Input variability and contamination. The facility handled mixed recyclables with contamination rates often in the 5–15% range for some streams. When contamination spiked, operators had to re-sort material or re-run bales through the system, increasing downtime and labor. The facility had limited leverage over this variability because collection practices and contracts were set upstream.
Staffing and quality structure. Staffing levels varied by shift, and cross-training was limited. When key positions were unfilled, contamination increased and flow slowed. There was no dedicated quality role, and quality expectations were often informal, resulting in repeated inspections and inconsistent decisions. These patterns align with broader research showing that MRF performance is strongly shaped by configuration, operating conditions, material quality, and contamination.
The people keeping the system running
The most striking finding was the extent to which the MRF relied on human judgment and adaptation to remain operational. Experienced operators used tacit knowledge to identify problematic items, anticipate jams, and detect rising contamination levels, often before any metric captured the issue. Crews developed informal rules about when to stop lines, how to prioritize clearing pileups, and how to sequence tasks during disruptions. Workers routinely adapted on the fly, stepping into machines to remove cords, pre-sorting awkward items, or temporarily shifting roles to relieve bottlenecks.
From a classic lean perspective, many of these behaviors appear to be deviations from standard work. In this setting, they were the primary means by which the system remained operational. Without them, throughput and quality would have been significantly worse. Recent lean research in complex systems argues that some process zones remain “expert-driven” until variability is reduced, and that premature standardization can be counterproductive. The MRF case confirms this view.

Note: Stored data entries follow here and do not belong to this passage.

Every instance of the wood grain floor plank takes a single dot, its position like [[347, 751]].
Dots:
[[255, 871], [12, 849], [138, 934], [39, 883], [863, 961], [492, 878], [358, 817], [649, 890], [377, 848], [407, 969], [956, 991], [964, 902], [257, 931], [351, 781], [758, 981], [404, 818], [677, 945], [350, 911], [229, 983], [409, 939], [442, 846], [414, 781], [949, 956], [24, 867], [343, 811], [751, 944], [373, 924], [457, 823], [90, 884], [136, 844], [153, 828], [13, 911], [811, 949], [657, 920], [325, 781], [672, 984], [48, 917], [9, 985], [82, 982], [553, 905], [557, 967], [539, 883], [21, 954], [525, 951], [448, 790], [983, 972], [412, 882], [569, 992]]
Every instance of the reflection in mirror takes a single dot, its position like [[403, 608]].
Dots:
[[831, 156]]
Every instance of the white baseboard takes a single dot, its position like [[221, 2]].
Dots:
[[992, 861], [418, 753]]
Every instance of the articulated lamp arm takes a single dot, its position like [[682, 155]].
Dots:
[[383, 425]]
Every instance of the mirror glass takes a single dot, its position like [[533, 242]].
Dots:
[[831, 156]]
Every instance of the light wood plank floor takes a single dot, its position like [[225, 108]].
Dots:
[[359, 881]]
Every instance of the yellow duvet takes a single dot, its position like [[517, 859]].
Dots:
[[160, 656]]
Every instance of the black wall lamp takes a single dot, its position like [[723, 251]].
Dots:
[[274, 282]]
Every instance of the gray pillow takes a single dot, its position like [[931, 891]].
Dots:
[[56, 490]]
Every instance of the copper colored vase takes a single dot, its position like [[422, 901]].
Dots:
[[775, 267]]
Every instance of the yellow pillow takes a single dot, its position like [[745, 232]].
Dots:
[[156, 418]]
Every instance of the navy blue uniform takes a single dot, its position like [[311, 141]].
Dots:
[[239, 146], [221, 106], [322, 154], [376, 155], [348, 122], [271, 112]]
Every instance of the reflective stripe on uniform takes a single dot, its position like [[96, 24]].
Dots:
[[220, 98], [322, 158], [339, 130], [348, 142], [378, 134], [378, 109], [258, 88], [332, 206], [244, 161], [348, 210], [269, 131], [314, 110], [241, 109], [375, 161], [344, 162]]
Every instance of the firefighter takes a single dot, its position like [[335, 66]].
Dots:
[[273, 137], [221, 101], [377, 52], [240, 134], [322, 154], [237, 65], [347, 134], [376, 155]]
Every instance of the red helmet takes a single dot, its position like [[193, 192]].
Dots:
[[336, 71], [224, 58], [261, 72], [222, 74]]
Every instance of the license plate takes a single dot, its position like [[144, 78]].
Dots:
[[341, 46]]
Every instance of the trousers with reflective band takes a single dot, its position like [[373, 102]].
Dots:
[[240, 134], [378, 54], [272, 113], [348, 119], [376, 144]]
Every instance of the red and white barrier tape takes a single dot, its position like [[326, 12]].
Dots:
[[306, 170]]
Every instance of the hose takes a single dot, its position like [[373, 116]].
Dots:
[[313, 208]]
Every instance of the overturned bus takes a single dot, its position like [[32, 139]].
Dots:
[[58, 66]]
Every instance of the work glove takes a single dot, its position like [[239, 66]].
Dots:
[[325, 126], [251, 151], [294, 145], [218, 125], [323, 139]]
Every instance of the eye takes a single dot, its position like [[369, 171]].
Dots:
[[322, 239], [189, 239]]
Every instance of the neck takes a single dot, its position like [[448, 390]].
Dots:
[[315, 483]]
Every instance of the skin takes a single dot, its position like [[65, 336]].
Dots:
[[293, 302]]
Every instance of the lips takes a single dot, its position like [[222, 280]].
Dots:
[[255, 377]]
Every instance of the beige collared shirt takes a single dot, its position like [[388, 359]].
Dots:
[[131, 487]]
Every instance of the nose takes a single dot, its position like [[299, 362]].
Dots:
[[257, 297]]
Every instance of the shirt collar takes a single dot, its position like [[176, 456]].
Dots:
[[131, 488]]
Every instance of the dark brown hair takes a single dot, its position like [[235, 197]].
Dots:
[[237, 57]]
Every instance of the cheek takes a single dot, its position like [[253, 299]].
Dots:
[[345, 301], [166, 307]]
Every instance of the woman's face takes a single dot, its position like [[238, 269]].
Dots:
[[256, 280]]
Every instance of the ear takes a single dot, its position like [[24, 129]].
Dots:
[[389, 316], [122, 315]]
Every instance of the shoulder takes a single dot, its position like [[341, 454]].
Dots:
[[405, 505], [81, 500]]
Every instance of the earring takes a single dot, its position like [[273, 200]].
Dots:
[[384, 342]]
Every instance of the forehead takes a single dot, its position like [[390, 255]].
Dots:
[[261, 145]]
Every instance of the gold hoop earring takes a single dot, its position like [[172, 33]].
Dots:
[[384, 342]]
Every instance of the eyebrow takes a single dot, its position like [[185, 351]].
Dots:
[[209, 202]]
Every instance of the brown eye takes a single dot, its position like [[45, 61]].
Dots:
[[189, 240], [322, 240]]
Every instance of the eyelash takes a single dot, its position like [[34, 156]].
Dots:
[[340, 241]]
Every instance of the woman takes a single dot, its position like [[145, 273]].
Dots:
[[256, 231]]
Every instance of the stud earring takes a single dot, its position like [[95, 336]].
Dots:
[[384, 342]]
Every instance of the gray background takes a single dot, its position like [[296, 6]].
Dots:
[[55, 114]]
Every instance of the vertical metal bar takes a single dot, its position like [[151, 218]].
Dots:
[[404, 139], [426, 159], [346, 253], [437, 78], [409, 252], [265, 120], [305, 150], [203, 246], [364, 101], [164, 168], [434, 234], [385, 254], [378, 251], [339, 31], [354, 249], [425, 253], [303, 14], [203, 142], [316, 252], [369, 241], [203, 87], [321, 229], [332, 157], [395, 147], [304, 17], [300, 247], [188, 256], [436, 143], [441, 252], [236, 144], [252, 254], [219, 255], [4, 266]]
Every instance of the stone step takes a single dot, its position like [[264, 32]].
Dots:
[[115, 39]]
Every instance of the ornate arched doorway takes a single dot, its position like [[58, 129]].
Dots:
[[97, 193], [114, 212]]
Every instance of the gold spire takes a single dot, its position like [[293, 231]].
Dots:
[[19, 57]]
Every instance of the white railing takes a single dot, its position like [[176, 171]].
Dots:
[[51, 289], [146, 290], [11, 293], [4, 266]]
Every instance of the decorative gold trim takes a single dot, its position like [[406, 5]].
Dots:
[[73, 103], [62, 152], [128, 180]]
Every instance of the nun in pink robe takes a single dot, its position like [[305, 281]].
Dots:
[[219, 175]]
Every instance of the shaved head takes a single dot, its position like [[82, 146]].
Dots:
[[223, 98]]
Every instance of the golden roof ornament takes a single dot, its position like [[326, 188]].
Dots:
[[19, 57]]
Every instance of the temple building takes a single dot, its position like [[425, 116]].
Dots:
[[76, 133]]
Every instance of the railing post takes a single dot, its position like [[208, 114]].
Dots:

What this means for lean in recycling
1. Make variability a core improvement target
Treat input quality and composition as part of lean, not as someone else’s problem. Link contamination levels to downtime and reprocessing costs, and use that evidence in discussions with municipalities and commercial customers. Invest selectively in preventive maintenance and condition-based checks on equipment that regularly causes jams.
2. Build flexible staffing and basic quality structure
Cross-train workers so supervisors can rebalance lines as the material mix and staffing change. Establish at least a lightweight quality role with clear authority over contamination thresholds and bale acceptance. Use simple visual tools to clarify quality expectations and reduce the need for repeated inspections.
3. Capture tacit knowledge without freezing it
Introduce short huddles focused on what stopped the line and how crews handled it. Convert recurring patterns into simple “adaptive standard work” sheets that describe both normal flow and agreed responses to common disruptions. Involve experienced operators when redesigning layouts, buffers, or training materials.
Where to start: 3 practical moves
Executives responsible for recycling or other sustainability-oriented operations do not need a full lean rollout to get started. Three focused actions can quickly surface the most significant opportunities. For instance, start by running a focused waste and downtime walk on one line, paying attention to waiting, defects, motion, and overprocessing, and trace each issue back to equipment constraints, input variability, or staffing. Then establish a simple quality-and-learning loop to capture recurring problems and pilot adaptive standard work in one unstable zone, co-designed with operators and refined over time.
University of Nebraska at Omaha
Lean manufacturing in recycling will never resemble a textbook automotive plant. But when leaders treat variability as a design problem and position frontline employees as system stabilizers rather than compliance risks, lean can deliver real gains in uptime, quality, safety, and workforce utilization in material recovery facilities.